This is the Oct. 2005 writing of Vanguard CEO John Brennan, very insightful:
"In recent months, I've had conversations with colleagues, clients, and neighbors that go something like this: "Oil stocks are doing great, and it looks as if prices will continue to rise. Energy supplies are shrinking, and the fast-growing Chinese and Indian economies are using more and more energy."
The thesis sounds reasonable. It's certainly consistent with the scraps of evidence that we find in our daily lives—rising prices at the pump, stores stocked with goods from China. It's at this point that the conversations take a worrisome turn: "That's why I'm loading up on energy stocks."
Whenever an investment produces exceptional performance, a pattern emerges.
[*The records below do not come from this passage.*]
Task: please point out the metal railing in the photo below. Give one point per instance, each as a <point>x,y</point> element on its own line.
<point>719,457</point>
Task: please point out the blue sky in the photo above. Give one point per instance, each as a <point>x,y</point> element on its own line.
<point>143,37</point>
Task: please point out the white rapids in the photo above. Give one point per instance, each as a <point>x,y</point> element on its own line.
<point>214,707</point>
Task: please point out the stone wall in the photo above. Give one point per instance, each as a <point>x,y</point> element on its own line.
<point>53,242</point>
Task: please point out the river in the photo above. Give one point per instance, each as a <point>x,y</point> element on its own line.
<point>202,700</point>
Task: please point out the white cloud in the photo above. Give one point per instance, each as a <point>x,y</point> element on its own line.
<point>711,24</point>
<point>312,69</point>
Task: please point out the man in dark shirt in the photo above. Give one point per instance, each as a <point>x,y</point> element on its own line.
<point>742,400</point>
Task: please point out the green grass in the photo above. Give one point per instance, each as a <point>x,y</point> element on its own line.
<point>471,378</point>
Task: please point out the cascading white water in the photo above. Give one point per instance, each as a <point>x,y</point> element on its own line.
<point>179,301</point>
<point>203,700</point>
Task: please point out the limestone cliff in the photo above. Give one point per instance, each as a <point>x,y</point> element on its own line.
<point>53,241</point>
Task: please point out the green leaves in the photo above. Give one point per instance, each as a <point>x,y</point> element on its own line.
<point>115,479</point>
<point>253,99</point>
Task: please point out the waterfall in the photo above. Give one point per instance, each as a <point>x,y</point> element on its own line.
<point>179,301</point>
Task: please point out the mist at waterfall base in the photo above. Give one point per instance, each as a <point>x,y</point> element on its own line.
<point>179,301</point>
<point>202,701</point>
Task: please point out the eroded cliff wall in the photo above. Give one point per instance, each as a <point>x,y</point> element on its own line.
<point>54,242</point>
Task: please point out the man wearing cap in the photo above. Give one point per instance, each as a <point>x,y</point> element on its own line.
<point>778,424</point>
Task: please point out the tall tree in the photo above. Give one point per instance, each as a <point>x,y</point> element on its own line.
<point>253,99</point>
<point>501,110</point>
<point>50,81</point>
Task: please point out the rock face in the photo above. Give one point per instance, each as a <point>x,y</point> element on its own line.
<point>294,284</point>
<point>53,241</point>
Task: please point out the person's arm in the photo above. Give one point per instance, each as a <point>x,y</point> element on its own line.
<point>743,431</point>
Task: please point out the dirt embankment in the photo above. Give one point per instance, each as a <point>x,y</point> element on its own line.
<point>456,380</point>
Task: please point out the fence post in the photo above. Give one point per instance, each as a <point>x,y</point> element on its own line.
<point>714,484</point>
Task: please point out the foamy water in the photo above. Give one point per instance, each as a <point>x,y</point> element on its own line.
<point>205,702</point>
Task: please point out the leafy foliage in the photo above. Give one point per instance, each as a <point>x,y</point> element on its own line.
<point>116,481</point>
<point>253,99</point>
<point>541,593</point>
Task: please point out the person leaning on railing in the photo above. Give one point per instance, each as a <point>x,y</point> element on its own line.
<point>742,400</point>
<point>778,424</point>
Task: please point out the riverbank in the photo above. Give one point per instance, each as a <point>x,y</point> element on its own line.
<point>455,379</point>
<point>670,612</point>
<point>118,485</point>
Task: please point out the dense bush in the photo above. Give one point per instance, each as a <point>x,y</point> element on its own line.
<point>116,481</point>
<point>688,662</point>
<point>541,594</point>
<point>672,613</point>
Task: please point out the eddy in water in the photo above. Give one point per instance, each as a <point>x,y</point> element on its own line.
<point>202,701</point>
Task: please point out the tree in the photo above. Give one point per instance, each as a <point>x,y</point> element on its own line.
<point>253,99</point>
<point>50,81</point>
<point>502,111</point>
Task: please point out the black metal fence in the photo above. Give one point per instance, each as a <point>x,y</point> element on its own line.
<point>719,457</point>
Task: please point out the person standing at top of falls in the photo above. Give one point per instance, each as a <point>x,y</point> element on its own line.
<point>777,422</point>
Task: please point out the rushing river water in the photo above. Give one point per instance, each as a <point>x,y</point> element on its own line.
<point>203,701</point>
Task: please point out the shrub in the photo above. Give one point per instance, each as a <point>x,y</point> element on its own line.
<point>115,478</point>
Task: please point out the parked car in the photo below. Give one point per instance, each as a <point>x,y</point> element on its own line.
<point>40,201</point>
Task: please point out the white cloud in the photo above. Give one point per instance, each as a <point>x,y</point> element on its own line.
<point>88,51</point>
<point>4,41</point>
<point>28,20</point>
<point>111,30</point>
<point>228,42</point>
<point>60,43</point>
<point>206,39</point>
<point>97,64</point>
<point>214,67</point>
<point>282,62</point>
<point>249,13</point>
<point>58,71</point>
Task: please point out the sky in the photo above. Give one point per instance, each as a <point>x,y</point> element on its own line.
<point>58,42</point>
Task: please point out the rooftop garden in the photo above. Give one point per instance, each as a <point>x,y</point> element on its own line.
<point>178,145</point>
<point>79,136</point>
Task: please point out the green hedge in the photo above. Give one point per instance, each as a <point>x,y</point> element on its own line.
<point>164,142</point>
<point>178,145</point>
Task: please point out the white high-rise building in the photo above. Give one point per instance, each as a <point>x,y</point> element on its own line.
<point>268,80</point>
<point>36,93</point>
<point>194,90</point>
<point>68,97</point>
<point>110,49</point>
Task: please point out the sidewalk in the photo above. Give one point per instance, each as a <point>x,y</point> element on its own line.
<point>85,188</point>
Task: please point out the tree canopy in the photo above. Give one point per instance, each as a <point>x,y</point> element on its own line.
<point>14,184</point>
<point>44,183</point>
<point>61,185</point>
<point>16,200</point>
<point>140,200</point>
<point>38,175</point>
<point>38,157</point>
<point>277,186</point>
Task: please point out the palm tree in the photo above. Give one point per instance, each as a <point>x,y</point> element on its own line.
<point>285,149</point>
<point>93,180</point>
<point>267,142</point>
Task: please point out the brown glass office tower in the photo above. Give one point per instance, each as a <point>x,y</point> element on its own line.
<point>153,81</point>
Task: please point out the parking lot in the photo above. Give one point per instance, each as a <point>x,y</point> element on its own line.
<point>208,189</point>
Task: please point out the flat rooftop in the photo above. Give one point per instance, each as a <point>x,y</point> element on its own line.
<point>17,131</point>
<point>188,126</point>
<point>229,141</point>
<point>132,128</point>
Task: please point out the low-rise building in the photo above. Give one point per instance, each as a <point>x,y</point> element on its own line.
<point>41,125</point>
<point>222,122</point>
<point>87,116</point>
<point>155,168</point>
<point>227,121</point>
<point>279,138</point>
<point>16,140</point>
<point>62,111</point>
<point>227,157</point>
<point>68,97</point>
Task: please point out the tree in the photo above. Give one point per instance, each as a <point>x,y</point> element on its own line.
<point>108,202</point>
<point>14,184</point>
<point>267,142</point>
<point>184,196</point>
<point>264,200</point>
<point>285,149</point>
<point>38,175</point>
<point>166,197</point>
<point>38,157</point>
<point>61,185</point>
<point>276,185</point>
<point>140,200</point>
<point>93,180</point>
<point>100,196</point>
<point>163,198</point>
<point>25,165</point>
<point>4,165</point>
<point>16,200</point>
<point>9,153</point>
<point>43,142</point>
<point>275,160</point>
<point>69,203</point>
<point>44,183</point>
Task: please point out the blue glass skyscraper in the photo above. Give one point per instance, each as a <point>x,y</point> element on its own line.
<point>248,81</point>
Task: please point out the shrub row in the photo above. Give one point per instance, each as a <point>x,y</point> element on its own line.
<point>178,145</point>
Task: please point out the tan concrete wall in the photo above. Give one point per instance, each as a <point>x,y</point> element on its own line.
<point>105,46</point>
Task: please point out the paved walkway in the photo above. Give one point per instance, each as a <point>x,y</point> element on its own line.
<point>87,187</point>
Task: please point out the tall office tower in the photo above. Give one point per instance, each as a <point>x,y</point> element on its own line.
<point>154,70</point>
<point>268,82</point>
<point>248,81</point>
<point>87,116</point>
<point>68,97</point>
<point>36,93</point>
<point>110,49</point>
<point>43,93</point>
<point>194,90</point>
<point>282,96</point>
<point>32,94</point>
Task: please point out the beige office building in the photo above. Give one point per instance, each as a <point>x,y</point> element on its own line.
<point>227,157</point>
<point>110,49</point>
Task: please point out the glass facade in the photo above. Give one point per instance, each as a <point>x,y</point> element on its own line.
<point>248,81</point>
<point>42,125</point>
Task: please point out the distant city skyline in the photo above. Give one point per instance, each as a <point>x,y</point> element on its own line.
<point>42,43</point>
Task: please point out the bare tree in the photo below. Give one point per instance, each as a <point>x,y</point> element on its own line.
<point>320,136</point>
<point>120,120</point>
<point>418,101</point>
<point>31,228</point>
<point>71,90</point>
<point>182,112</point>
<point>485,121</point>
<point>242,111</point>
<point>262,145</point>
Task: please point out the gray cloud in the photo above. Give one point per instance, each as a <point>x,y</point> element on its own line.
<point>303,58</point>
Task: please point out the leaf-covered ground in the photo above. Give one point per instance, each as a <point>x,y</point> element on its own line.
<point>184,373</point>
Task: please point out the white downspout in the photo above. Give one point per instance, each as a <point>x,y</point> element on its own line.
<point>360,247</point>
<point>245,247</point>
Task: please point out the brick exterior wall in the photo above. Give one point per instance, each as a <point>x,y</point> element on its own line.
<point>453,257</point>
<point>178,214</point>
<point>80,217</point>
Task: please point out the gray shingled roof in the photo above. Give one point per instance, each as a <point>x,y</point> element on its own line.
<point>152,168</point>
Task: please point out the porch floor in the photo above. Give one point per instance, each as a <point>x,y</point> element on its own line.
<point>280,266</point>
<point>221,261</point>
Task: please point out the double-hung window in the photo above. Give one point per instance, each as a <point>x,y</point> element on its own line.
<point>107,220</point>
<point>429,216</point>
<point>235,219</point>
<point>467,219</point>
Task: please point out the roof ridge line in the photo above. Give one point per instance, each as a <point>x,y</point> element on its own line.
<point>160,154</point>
Investors and the media construct an after-the-fact explanation for the stunning result. This explanation then becomes a justification for future investment in that same sector.
In this Chairman's Corner, I'll review a few booms from the past 25 years. In each case, a continued rally seemed inevitable. Until it didn't. These episodes reinforce a keystone of Vanguard's investment philosophy: diversification. Broad diversification across securities, sectors, and asset classes is your best response to the financial market's one constant: uncertainty.
Energy stocks and $150 a barrel oil
When I started paying attention to the stock market in the late 1970s, the investment of the moment was, oddly enough, energy stocks. During the three years ended December 1980, natural resources—mainly energy—stocks returned an annualized 31.3%, outpacing the broad U.S. stock market by more than 21 percentage points per year. In 1980, energy stocks accounted for about 26% of the U.S. stock market's value, compared with just 10% today."